本发明提供了一个来源于小棉花的钙调磷酸酶B类似蛋白GhCBL-3及其编码基因，以及所述基因在培育耐旱性提高的转基因植物中的应用。

Description

种棉花钙调磷酸酶 B类似蛋白 CBL-3及其编码基因与应用

技术领域本发明涉及植物蛋白及其编码基因与应用，特别是涉及一个来源于棉花的钙调磷酸酶 B类似蛋白 CBL-3及其编码基因，以及其在培育耐旱性提高的转基因植物中的应用。背景技术温度、盐渍和干旱等逆境胁迫会对高等植物的生长发育造成严重危害，导致作物产量降低，品质下降，严重威胁农业生产和自然环境。其中干旱对作物产量的影响，在诸多自然逆境中占首位，其危害相当于其它灾害之和，是许多地区是农业发展的瓶颈。据统计，世界干旱、半干旱地区占陆地面积的 34%; 我国干旱、半干旱地区约占国土面积的 52%，年受旱面积达 200 - 270万公顷，全国灌溉区每年缺水约 30亿立方米，因缺水而少收粮食 350 - 400亿公斤；特别是我国主要产粮区如华北、东北和西北，是我国缺水最严重的地区，春旱频繁达到十年九遇。

植物耐旱性大多属于多基因控制的数量性状，利用常规育种方法改良作物的抗旱性受到周期长、优异种质资源缺乏的限制。近年来的转录组学、蛋白组学和基因表达调控的研究初步揭示了植物干旱胁迫的作用分子机理。目前，利用干旱胁迫相关基因提高植物的抗旱能力，已经成为植物抗逆分子生物学的研究热点和植物抗逆基因工程重要的研究方向。

植物受到逆境胁迫时会产生相应的应答反应，以降低或消除逆境胁迫给植物带来的危害。植物的这种应答反应是一个涉及多基因、多信号途径及多基因产物的复杂过程。但就目前的研究状况而言，由于其机制十分复杂，许多植物对逆境下的生物化学和生理学上的响应机制仍有待深入研究。在抗逆应答基因的功能及表达调控方面的研究将对植物抗逆相关的信号传递途径之间的联系以及整个信号传递网络系统的研究提供重要的基础。发明内容本发明人利用 SSH (抑制差减杂交）与 RACE (cDNA末端快速扩增）相结合的方法克隆出了小棉花的一种钙调磷酸酶 B类似蛋白（本文命名为的编码基因，并测定了其 DNA序列。并且发现将其导入植物超量表达后，可明显改善转基因植株的耐旱性，而且这些性状可稳定遗传。

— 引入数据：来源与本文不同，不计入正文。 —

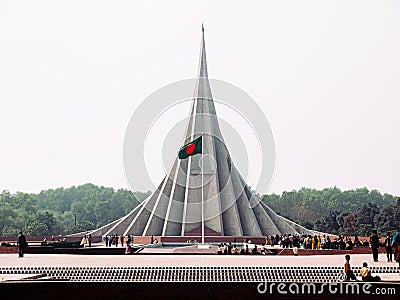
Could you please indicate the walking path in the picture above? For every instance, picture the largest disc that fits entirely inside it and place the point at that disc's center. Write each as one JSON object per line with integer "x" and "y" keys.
{"x": 161, "y": 260}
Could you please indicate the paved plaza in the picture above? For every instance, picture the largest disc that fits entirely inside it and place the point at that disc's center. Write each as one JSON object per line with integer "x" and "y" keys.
{"x": 185, "y": 260}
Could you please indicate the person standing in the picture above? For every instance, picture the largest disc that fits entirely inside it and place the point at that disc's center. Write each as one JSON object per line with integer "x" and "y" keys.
{"x": 365, "y": 274}
{"x": 90, "y": 240}
{"x": 388, "y": 247}
{"x": 22, "y": 244}
{"x": 347, "y": 269}
{"x": 374, "y": 241}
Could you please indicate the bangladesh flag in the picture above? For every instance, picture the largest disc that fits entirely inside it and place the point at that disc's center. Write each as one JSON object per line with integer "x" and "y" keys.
{"x": 190, "y": 149}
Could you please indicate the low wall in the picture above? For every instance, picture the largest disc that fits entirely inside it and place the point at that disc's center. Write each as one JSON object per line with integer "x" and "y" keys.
{"x": 306, "y": 252}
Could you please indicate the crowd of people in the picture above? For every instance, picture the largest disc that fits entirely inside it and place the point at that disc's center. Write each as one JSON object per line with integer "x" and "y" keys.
{"x": 316, "y": 242}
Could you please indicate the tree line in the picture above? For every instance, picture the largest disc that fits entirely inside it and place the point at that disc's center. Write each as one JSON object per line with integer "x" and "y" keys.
{"x": 64, "y": 211}
{"x": 351, "y": 212}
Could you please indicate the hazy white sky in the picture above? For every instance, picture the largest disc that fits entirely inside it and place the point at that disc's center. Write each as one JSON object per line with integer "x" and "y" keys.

本发明第一方面提供棉花的一种钙调磷酸酶 B类似蛋白基因 GhCBL-3 的编码基因 (本文命名为 GhCBL-3) ；优选地，其序列为 SEQ ID NO: 2。

本发明第二方面提供一种重组表达载体，其含有本发明第一方面所述的基因，其是通过将所述基因插入到一种用于构建所述重组表达载体的基础载体而获得的，并且所述基因的核苷酸序列与所述基础载体的表达控制序列可操作地连接；优选地，所述基础载体为 pCAMBIA2300; 优选地，所述重组表达载体为附图 2所示的 35S-G/d-3-2300 载体。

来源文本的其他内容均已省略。